Yes, the potential energy is mgy and y = Lsin(θ). You were not correct.

So the force of gravity is not $(mg)(sin\theta)$ when doing energy calculations? In any case, this gave me the right answer.

$L=(\frac{1}{2g})(v^2)(csc\theta)=(\frac{1s^2}{19.6m})(\frac{105625}{81}\frac{m^2}{s^2})(csc15°)=257m$

Thanks. I appreciate it.

 

[ehild]

So the force of gravity is not $(mg)(sin\theta)$ when doing energy calculations? In any case, this gave me the right answer.

$L=(\frac{1}{2g})(v^2)(csc\theta)=(\frac{1s^2}{19.6m})(\frac{105625}{81}\frac{m^2}{s^2})(csc15°)=257m$

Thanks. I appreciate it.

The force of gravity is mg. Its component along the slope is mgsin(θ), downward. You can also calculate the change of potential energy along the slope. It is also mgsin(θ) L.

 

[haruspex]

So the force of gravity is not (mg)(sinθ) when doing energy calculations?

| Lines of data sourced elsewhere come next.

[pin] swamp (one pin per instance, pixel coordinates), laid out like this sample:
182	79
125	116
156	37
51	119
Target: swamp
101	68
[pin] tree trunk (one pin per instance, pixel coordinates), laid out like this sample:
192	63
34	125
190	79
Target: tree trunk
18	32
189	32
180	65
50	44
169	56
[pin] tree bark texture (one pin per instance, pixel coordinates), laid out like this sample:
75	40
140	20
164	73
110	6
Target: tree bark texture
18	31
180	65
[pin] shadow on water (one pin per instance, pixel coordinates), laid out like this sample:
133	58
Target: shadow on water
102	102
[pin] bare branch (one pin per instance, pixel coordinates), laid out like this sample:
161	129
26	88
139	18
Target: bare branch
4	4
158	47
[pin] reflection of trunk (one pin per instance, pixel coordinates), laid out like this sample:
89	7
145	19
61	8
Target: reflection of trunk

The angle of interest is the angle between the direction of the force and the direction of the distance you are multiplying by. If the angle between the two is θ then the work is Fd cos(θ).
Gravity is vertical. If you want to know the height the truck goes, that is a vertical distance. The angle between the two is zero.
If you want to know the distance up a ramp at angle θ, the angle between that and g is π/2-θ.

 

[Eclair_de_XII]

You can also calculate the change of potential energy along the slope. It is also mgsin(θ) L.

I see.

The angle of interest is the angle between the direction of the force and the direction of the distance you are multiplying by. If the angle between the two is θ then the work is Fd cos(θ).

I will have to remember that in the future. Thanks.